The old taunt roused many memories, and made Kate ready to risk anything. "I am coming, Tara--but where?" She stood facing the tall figure in crimson, a tall figure also, in white, her hands full of the roses she had gathered.

Tara looked at her with that old mingling of regret and approbation, jealousy and pride. "Then she must come at once. He is dying--may be dead ere we get back."

"Dead!" echoed Kate faintly. "Is he wounded then?"

A sort of somber sullenness dulled the excitement of Tara's face. "He is ill," she replied laconically. Suddenly, however, she burst out again: "The mem need not look so! I have done all--all she could have done. It is his fault. He will not take things. The mem can do no more; but I have come to her, so that none shall say, 'Tara killed the master.' So come. Come quick!"

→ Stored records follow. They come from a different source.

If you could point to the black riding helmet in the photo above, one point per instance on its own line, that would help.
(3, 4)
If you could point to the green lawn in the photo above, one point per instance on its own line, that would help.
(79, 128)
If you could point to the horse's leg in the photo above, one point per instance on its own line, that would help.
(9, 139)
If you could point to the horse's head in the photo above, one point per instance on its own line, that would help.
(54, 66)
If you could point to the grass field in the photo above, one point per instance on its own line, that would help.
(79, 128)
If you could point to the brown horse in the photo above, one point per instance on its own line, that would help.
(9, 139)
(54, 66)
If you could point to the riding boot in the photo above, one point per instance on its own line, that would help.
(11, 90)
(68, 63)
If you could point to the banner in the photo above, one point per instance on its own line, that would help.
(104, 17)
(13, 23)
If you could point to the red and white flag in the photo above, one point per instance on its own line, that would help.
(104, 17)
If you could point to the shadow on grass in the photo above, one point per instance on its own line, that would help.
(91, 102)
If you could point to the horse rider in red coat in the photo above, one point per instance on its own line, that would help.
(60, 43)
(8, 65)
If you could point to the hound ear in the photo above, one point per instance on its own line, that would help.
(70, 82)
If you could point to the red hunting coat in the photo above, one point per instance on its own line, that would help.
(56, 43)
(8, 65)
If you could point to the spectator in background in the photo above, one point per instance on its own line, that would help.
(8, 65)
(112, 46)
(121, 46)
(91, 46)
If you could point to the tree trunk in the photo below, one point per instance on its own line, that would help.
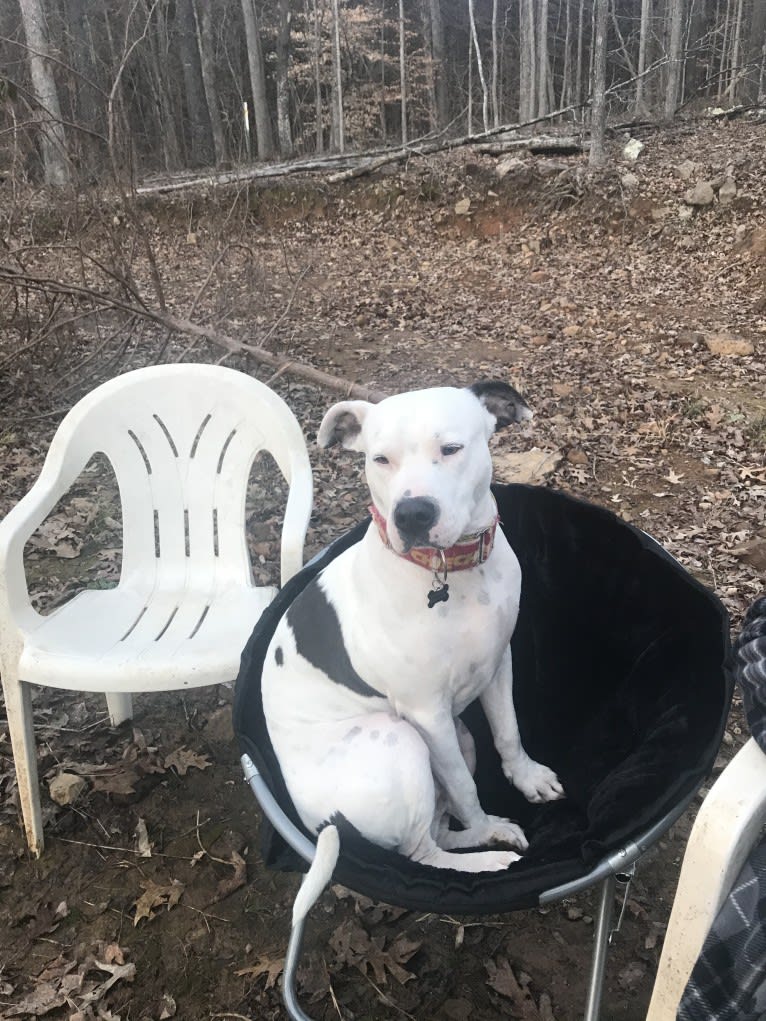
(283, 87)
(402, 70)
(318, 79)
(203, 21)
(439, 69)
(264, 137)
(527, 75)
(672, 94)
(52, 138)
(200, 148)
(479, 67)
(580, 47)
(494, 82)
(157, 74)
(644, 59)
(735, 50)
(88, 107)
(599, 91)
(756, 51)
(338, 119)
(542, 68)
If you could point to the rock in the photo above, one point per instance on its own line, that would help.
(728, 345)
(701, 194)
(66, 787)
(727, 191)
(530, 466)
(509, 165)
(577, 456)
(632, 150)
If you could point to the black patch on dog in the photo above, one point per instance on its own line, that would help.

Five minutes after Kate was swinging cityward in a curtained dhooli which Tara had left waiting on the road below, and trying to piece out a consecutive story from the odd jumble of facts and fancies and explanations which Tara poured into her ear between her swift abuse of the bearers for not going faster, and her assertion that there was no need to hurry. The mem need not hope to save the Huzoor, since everything had been done. It seemed, however, that Tiddu had taken back the letter telling of Kate's safety, and that in consequence of this the master had arranged to leave the city in a day or two, and Tiddu--born liar and gold grubber, so the Rajpootni styled him--had gone off at once to make more money. But on the very eve of his going back to the Ridge, Jim Douglas had been struck down with the Great Sickness, and after two or three days, instead of getting better, had fallen--as Tara put it--into the old way. So far Kate made out clearly; but from this point it became difficult to understand the reproaches, excuses, pathetic assertions of helplessness, and fierce declarations that no one could have done more. But what was the use of the Huzoor's talking English all night? she said; even a suttee could not go out when everyone was being shot in the streets. Besides, it was all obstinacy. The master could have got well if he had tried. And who was to know where to find the mem? Indeed, if it had not been for Sri Anunda's gardener, who knew all the gardener folk, of course, she would not have found the mem even now; for she would never have known which house to inquire at. Not that it would have mattered, since the mem could do nothing--nothing--nothing----

Kate, looking down on the bunch of white flowers which she had literally been too hurried to think of laying aside, felt her heart shrink. They were rather a fateful gift to be in her hands now. Had they come there of set purpose, and would the man who had done so much for her be beyond all care save those pitiful offices of the dead? Still, even that was better than that he should lie alone, untended. So, urged by Tara's vehement upbraidings, the dhooli-bearers lurched along, to stop at last. It seemed to Kate as if her heart stopped also. She could not think of what might lie before her as she followed Tara up the dark, strangely familiar stair. Surely, she thought, she would have known it among a thousand. And there was the step on which she had once crouched terror-stricken, because she was shut out from shelter within. But now Tara's fingers were at the padlock, Tara's hand set the door wide.

Kate paused on the threshold, feeling, in truth, dazed once more at the strange familiarity of all things. It seemed to her as if she had but just left that strip of roof aglow with the setting, sun, the bubble dome of the mosque beginning to flush like a cloud upon the sky. But Tara, watching her with resentful eyes, put a different interpretation on the pause, and said quickly:

"He is within. The mem was away, and it was quieter. But the rest is all the same--there is nothing forgotten--nothing."

Kate, however, heard only the first words, and was already across the outer roof to gain the inner one. Tara, still beyond the threshold, watched her disappear, then stood listening for a minute, with a face tragic in its intensity. Suddenly a faint voice broke the silence, and her hands, which had been tightly clenched, relaxed. She closed the door silently, and went downstairs.